14 Mas eu julgarei a nação à qual servirem; depois disso, sairão com grandes riquezas.
15 Quanto a ti, irás em paz para junto de teus pais e serás sepultado numa ditosa velhice.
16 Na quarta geração, eles voltarão para cá, porque até agora ainda não se completou a iniquidade dos amorreus.”
17 Quando o sol se pôs e se fizeram densas trevas, apareceu um forno fumegante e uma chama de fogo que passou entre os animais divididos.
18 Naquele dia, o Senhor firmou uma aliança com Abrão, dizendo: “À tua descendência darei esta terra, desde o rio do Egito até o grande rio, o rio Eufrates:
19 a terra dos quenitas, dos quenezeus, dos cadmoneus,
20 dos heteus, dos ferezeus, dos rafaim,
21 dos amorreus, dos cananeus, dos gergeseus e dos jebuseus.”
Gênesis 17 — A circuncisão, sinal da aliança
1 Quando Abrão tinha noventa e nove anos, o Senhor lhe apareceu e disse: “Eu sou o Deus onipotente. Anda em minha presença e sê íntegro.
2 Estabelecerei a minha aliança entre mim e ti e multiplicar-te-ei extraordinariamente.”
3 Abrão prostrou-se com o rosto em terra, e Deus lhe falou:
4 “Quanto a mim, eis a minha aliança contigo: serás pai de uma multidão de nações.
5 Já não te chamarás Abrão; teu nome será Abraão, porque te estabeleci como pai de uma multidão de nações.
6 Tornar-te-ei extremamente fecundo; farei surgir de ti nações, e reis procederão de ti.
7 Estabelecerei a minha aliança entre mim e ti e a tua descendência depois de ti, por todas as suas gerações, como aliança perpétua, para ser o teu Deus e o Deus da tua descendência depois de ti.
8 Darei a ti e à tua descendência depois de ti a terra em que vives como estrangeiro, toda a terra de Canaã, como possessão perpétua; e serei o Deus deles.”
9 Deus disse ainda a Abraão: “Tu, porém, guardarás a minha aliança, tu e a tua descendência depois de ti, por todas as suas gerações.
10 Esta é a minha aliança, que guardareis entre mim e vós e a tua descendência depois de ti: todo varão entre vós será circuncidado.

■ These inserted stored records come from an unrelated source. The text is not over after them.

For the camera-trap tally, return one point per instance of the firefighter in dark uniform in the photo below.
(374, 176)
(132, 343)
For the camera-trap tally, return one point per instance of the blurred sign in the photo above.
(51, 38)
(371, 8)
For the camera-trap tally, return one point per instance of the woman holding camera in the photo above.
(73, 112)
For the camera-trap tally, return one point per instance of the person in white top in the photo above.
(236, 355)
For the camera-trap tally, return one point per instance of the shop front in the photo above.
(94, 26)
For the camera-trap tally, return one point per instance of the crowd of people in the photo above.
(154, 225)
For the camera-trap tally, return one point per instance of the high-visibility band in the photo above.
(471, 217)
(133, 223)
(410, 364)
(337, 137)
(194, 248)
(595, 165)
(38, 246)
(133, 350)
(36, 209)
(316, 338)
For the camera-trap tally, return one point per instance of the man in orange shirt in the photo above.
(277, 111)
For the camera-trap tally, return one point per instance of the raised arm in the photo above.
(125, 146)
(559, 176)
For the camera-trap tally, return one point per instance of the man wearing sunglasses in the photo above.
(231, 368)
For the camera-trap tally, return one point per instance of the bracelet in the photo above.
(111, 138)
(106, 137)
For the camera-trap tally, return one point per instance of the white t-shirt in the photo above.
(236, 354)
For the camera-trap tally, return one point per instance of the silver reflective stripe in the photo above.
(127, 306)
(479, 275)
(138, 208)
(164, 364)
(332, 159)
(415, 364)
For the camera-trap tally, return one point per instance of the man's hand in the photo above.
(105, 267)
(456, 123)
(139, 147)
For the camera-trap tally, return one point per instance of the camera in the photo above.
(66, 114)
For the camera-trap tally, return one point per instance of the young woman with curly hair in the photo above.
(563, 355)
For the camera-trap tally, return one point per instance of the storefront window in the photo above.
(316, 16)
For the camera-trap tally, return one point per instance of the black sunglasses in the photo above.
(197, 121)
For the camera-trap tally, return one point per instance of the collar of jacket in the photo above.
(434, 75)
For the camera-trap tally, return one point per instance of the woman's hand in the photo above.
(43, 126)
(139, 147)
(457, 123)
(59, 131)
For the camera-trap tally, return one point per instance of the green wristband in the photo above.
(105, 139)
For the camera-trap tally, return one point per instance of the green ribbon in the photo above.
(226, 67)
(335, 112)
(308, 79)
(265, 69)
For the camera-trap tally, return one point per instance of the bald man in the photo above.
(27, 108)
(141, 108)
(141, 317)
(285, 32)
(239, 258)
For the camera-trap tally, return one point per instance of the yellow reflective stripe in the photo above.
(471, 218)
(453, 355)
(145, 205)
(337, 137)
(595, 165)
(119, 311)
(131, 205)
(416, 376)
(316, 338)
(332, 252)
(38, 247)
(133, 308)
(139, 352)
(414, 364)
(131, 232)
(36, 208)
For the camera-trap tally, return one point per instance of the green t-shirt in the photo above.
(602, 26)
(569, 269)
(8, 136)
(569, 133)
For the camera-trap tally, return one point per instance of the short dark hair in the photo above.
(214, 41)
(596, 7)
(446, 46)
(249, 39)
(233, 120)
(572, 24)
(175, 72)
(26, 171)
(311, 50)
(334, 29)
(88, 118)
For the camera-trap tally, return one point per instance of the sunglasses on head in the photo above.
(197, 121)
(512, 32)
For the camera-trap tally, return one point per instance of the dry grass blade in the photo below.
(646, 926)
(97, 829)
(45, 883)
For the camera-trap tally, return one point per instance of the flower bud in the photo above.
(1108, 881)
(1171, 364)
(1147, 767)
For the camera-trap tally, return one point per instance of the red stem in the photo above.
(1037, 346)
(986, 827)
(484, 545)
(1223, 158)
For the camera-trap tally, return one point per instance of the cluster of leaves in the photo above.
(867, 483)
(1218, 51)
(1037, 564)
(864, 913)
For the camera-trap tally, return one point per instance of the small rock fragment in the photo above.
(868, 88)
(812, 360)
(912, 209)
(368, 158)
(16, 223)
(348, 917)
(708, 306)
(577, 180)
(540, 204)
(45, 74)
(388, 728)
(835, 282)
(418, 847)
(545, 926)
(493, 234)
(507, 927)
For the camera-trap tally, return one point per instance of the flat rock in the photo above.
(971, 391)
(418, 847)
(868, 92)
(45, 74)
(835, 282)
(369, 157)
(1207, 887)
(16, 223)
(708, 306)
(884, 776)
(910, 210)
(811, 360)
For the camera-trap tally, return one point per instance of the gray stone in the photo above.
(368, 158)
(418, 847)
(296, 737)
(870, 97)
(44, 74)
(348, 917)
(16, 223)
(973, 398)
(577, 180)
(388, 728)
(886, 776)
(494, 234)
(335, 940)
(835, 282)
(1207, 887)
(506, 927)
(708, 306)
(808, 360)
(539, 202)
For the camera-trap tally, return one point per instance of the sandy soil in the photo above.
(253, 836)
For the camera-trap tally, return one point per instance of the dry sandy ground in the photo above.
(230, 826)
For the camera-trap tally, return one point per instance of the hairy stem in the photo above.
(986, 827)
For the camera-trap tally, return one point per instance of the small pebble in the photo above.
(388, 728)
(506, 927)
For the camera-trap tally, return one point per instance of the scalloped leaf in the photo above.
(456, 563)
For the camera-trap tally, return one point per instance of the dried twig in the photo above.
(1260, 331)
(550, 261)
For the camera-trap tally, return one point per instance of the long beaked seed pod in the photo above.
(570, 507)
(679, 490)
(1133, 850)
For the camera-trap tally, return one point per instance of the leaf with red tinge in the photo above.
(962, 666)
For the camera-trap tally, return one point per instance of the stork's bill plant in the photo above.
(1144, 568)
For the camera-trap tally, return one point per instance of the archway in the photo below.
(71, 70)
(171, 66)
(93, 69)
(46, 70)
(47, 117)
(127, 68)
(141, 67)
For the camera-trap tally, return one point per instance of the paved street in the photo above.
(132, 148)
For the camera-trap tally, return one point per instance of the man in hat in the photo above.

11 Circuncidareis a carne do vosso prepúcio, e isto será o sinal da aliança entre mim e vós.
12 Todo menino de oito dias será circuncidado entre vós, por todas as vossas gerações, tanto o nascido em casa como o adquirido por dinheiro de qualquer estrangeiro que não seja da tua descendência.
13 Deverá ser circuncidado tanto o nascido em tua casa como o adquirido por teu dinheiro. A minha aliança estará marcada em vossa carne como aliança perpétua.
14 O varão incircunciso, cuja carne do prepúcio não tiver sido circuncidada, será eliminado do meio de seu povo, porque violou a minha aliança.”
15 Deus disse também a Abraão: “Quanto a Sarai, tua mulher, já não a chamarás Sarai; o seu nome será Sara.
16 Eu a abençoarei e também por meio dela te darei um filho. Abençoá-la-ei, e ela se tornará mãe de nações; reis de povos procederão dela.”
17 Abraão prostrou-se com o rosto em terra e riu-se, dizendo em seu coração: “Nascerá acaso um filho a um homem de cem anos? E Sara, aos noventa anos, dará à luz?”
18 E Abraão disse a Deus: “Oxalá Ismael viva diante de ti!”
19 Deus, porém, respondeu: “Não; Sara, tua mulher, te dará um filho, e chamarás o seu nome Isaac. Estabelecerei a minha aliança com ele como aliança perpétua para a sua descendência depois dele.
20 Quanto a Ismael, também te ouvi: eis que o abençoarei, torná-lo-ei fecundo e multiplicá-lo-ei extraordinariamente. Gerará doze príncipes, e farei dele uma grande nação.
21 A minha aliança, porém, eu a estabelecerei com Isaac, que Sara te dará à luz por este tempo, no ano vindouro.”
22 Tendo acabado de falar com Abraão, Deus elevou-se de junto dele.
23 Abraão tomou Ismael, seu filho, todos os servos nascidos em sua casa e todos os que haviam sido adquiridos por seu dinheiro, todos os varões da casa de Abraão, e circuncidou-lhes a carne do prepúcio naquele mesmo dia, como Deus lhe havia ordenado.
24 Abraão tinha noventa e nove anos quando foi circuncidada a carne de seu prepúcio.
25 Ismael, seu filho, tinha treze anos quando foi circuncidada a carne de seu prepúcio.
26 Naquele mesmo dia foram circuncidados Abraão e Ismael, seu filho.
27 E todos os homens de sua casa, tanto os nascidos em casa como os adquiridos por dinheiro de estrangeiros, foram circuncidados com ele.